Mechanical thrombectomy devices for endovascular management of acute ischemic stroke: Duke stroke center experience

Abstract
Background: Mechanical thrombectomy devices are gaining popularity in large vessel occlusions where chemical thrombolysis is usually futile. MERCI, Multi-MERCI, Penumbra and SWIFT trails have elevated the status of mechanical thrombectomy from being a complementary treatment modality to mainstream stroke intervention. The aim of this study was to compare our immediate recanalization rates with available mechanical devices. Materials and Methods: A retrospective review from March 2009 to August 2012 was performed on patients who underwent mechanical thrombectomy for large vessel occlusion. Cases where IATPA and/or balloon angioplasty was performed without mechanical thrombectomy were excluded from the study. Recanalization rates were assessed immediately post-procedure by follow-up angiography. TICI scores were used to quantify the extent of recanalization and the residual clot burden. Results: Twenty two procedures were performed on 20 patients using Merci (MER):5; Penumbra (PEN):11; Solitaire-FR (SOL):6. Two patients underwent intervention using both Merci and Penumbra devices. The M:F ratio was 1.2:1. The most common vascular territory involved was the right MCA (9/20) followed by left MCA (5/20), left ICA (2/20), basilar (3/20) and vertebral arteries (1/20). The average door to needle time was 210 minutes [MER: 184.4; PEN: 249.2; SOL: 162]. Additional procedures were performed in 63.4% (14/22) of the patients [MER: 80% (4/5); PEN: 72.7% (8/11) and SOL: 33.3% (2/6)]. Vasospasm was observed in MER: 20% (1/5); PEN: 9.1% (1/11); SOL: 0% (0/6)]. Complete recanalization was achieved in 59.1% (13/22) [MER: 40% (2/5); PEN: 45.5% (5/11); SOL: 100% (6/6)]. The rate of complete recanalization was statistically significant for the Solitaire group vs. the MERCI group ( P=0.0062) as well as the Penumbra group (0.0025).

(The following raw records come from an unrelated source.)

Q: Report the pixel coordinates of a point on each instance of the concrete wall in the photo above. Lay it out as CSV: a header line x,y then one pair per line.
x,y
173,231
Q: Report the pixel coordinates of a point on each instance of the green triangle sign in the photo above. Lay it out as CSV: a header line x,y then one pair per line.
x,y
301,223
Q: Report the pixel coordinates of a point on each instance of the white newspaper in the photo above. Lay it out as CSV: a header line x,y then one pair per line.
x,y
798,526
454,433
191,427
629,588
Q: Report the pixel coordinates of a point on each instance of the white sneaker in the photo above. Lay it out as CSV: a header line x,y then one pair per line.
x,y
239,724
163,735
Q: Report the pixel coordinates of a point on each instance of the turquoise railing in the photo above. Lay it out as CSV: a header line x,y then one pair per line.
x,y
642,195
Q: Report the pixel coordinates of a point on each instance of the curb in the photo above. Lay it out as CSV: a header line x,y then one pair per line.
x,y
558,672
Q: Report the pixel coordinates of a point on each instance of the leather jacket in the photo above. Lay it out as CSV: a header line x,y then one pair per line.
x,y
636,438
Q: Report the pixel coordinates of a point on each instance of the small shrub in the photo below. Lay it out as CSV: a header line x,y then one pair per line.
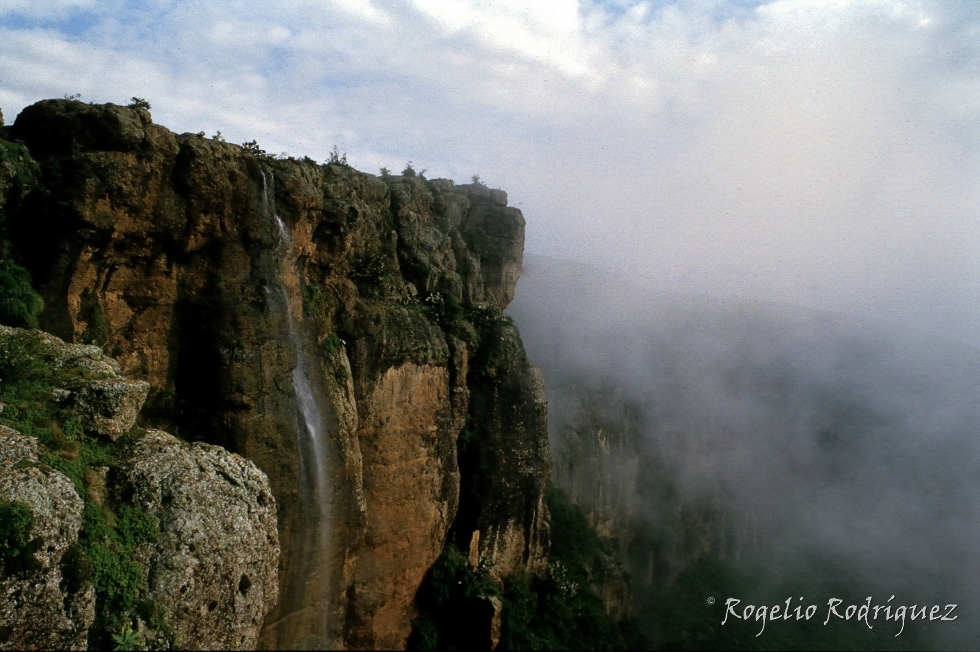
x,y
252,147
332,343
20,305
16,553
127,639
336,157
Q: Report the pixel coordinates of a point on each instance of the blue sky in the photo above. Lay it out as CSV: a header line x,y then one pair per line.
x,y
812,151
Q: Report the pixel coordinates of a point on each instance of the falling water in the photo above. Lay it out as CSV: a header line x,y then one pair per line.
x,y
307,581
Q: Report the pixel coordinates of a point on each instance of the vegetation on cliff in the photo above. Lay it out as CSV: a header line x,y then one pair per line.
x,y
31,376
306,316
559,609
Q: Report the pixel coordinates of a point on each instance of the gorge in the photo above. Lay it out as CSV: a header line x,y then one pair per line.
x,y
337,329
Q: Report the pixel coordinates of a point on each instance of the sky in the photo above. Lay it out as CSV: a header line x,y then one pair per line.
x,y
815,152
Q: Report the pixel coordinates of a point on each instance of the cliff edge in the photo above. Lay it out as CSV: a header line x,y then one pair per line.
x,y
342,331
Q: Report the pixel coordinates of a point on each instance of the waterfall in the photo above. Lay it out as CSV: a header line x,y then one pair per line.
x,y
307,578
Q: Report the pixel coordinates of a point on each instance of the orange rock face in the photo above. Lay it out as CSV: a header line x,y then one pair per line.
x,y
334,327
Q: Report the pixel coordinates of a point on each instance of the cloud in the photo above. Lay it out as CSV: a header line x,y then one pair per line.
x,y
799,150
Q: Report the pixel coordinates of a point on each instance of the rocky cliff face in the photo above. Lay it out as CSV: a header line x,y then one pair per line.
x,y
342,331
182,534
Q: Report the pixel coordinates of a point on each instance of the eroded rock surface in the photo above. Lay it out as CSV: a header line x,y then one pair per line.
x,y
214,273
214,566
39,609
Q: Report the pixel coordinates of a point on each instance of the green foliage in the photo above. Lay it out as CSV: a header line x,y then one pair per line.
x,y
127,639
449,603
373,272
20,304
336,157
332,343
445,308
574,541
252,147
15,156
136,526
557,610
104,555
561,610
16,551
72,429
96,331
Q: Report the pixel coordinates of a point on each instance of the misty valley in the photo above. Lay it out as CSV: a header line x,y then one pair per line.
x,y
782,461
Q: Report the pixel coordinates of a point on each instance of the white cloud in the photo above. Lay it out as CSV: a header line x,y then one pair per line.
x,y
792,146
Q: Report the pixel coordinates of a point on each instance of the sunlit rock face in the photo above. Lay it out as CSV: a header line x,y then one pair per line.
x,y
333,327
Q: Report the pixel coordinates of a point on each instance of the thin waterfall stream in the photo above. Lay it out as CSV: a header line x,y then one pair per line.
x,y
307,578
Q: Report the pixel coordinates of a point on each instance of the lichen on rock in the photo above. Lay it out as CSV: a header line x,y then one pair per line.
x,y
213,567
38,610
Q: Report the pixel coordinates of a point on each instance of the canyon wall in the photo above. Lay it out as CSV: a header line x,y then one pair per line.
x,y
340,330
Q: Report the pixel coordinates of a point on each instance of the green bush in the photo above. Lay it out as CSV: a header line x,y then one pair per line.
x,y
20,305
16,551
449,603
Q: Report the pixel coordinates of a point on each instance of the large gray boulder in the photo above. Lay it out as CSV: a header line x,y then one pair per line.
x,y
39,609
214,566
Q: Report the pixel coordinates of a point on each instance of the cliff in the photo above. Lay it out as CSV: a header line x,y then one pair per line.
x,y
108,529
340,330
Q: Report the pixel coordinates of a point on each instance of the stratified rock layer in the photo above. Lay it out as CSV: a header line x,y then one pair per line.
x,y
213,272
212,571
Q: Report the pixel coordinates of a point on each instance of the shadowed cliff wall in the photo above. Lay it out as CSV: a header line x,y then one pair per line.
x,y
166,250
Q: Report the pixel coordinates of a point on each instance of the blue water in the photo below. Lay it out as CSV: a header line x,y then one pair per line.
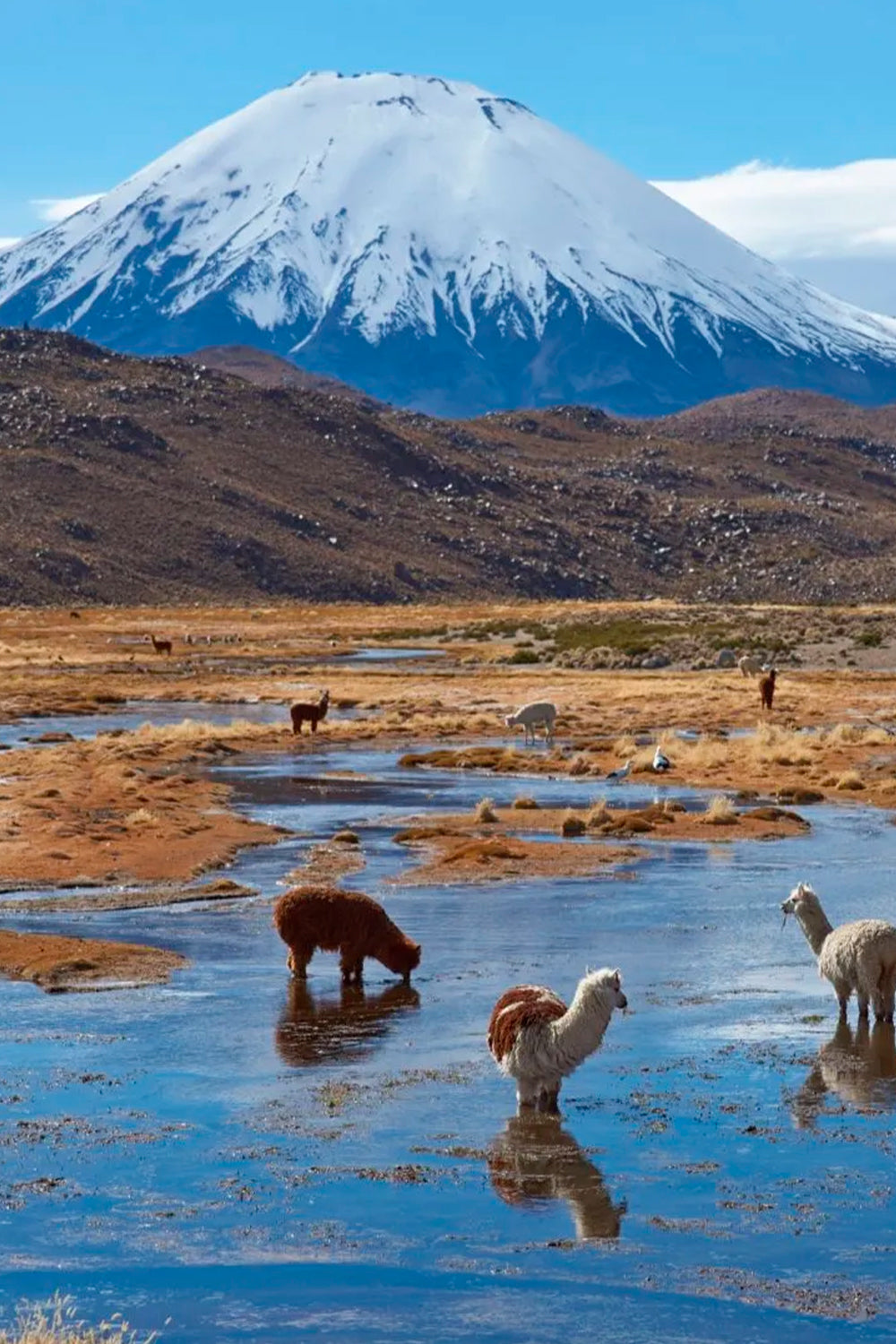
x,y
255,1159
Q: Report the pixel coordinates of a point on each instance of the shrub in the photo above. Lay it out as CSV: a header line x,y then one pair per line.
x,y
485,811
598,814
720,812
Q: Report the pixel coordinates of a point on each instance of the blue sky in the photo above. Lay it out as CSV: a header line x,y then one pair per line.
x,y
94,89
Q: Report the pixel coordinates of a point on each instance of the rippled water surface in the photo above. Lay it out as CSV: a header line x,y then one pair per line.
x,y
255,1159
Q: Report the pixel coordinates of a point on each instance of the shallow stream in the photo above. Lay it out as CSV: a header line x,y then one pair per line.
x,y
257,1160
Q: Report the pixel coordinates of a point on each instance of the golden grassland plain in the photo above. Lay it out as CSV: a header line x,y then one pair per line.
x,y
137,808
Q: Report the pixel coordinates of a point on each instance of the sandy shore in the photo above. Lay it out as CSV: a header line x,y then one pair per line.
x,y
137,808
64,964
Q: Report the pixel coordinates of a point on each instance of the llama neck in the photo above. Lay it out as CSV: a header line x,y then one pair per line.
x,y
815,925
582,1026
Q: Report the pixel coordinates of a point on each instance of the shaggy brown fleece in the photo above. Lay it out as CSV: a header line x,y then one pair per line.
x,y
314,711
327,918
516,1010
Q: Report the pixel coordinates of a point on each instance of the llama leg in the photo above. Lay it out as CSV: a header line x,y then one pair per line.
x,y
349,964
842,999
548,1101
527,1094
297,961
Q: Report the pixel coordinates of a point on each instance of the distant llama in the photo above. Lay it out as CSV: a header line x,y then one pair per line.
x,y
357,926
311,710
767,688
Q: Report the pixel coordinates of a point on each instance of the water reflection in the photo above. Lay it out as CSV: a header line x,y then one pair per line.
x,y
314,1030
857,1066
535,1161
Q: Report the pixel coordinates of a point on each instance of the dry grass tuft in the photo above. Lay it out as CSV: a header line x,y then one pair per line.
x,y
579,765
56,1322
142,817
485,811
624,747
598,814
772,745
720,812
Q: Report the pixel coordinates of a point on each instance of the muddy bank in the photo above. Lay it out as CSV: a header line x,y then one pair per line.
x,y
669,820
458,857
778,763
58,964
118,811
148,898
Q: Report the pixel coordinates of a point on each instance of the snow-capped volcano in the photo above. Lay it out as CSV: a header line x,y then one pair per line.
x,y
443,247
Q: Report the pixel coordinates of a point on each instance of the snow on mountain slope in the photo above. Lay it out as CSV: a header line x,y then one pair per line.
x,y
441,246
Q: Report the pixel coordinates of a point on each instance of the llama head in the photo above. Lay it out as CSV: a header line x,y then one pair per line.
x,y
402,956
799,900
603,986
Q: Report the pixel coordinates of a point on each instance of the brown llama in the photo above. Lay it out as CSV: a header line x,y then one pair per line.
x,y
309,710
357,926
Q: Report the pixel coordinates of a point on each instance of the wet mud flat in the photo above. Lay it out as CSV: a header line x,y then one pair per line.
x,y
260,1159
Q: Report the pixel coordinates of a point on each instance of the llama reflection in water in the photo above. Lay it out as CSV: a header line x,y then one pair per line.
x,y
536,1161
856,1066
314,1030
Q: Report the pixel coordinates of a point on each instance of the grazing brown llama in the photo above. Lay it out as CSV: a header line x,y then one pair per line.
x,y
314,711
767,690
357,926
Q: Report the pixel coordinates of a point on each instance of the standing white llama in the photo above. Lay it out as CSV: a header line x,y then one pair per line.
x,y
538,1040
856,957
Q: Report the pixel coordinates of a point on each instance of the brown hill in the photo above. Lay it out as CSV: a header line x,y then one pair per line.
x,y
128,480
266,370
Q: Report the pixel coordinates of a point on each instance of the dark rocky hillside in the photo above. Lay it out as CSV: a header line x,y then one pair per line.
x,y
131,480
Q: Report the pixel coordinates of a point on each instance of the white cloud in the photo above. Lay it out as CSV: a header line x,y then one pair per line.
x,y
833,226
53,210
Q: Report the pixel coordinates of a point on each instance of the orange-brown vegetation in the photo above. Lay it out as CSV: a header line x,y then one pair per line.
x,y
504,857
117,811
56,962
124,808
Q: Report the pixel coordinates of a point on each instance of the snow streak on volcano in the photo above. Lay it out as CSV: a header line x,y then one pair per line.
x,y
443,247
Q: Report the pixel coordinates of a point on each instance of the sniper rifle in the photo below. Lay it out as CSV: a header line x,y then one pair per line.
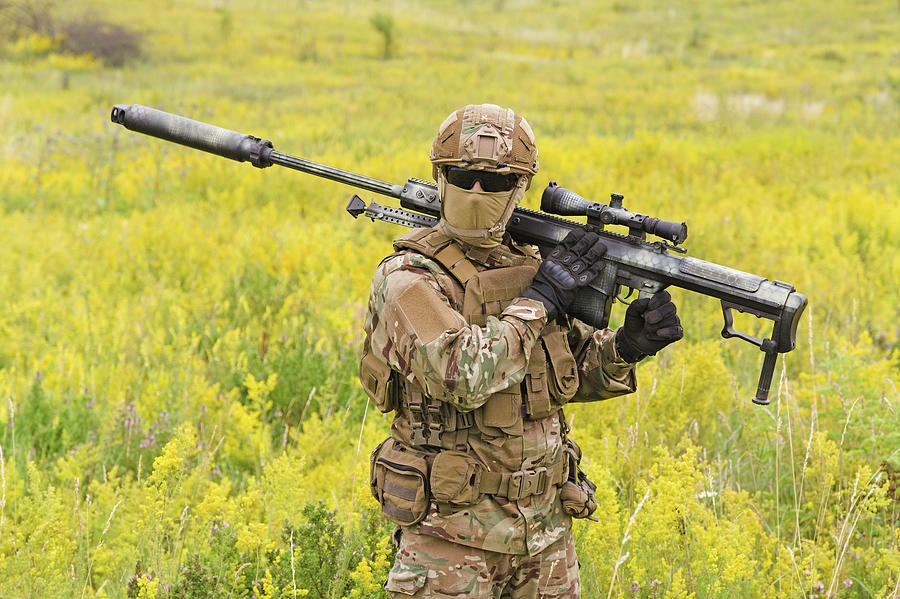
x,y
632,260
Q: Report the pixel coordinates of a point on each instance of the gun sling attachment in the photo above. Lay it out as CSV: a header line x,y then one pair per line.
x,y
632,261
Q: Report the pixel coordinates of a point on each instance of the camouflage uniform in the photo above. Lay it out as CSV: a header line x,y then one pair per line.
x,y
415,326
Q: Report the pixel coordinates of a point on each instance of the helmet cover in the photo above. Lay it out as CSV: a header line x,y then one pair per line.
x,y
485,137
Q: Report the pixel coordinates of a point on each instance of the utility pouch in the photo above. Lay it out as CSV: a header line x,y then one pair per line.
x,y
456,478
501,414
563,367
399,480
535,387
377,382
578,493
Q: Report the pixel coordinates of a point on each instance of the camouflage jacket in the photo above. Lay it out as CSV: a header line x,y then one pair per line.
x,y
464,365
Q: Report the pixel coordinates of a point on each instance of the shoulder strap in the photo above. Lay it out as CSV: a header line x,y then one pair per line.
x,y
436,245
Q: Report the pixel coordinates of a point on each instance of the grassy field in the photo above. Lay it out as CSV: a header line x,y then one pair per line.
x,y
179,333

The average pre-procedure TICI was 0.4 [MER: 0.6; PEN: 0.3; SOL: 0.3], while the average post-procedure TICI was 2.5 [MER: 2.4; PEN: 2.3; SOL: 3.0]. Conclusions: The study reveals a higher rate of angiographic recanalization using the Solitaire-FR device, requiring a lesser number of passes and other associated procedures as compared to MERCI and Penumbra. Thus, Stentrievers (Solitaire-FR) are advantageous in faster device delivery and quick flow restoration. However, future prospective randomized large trials are required to confirm these early results.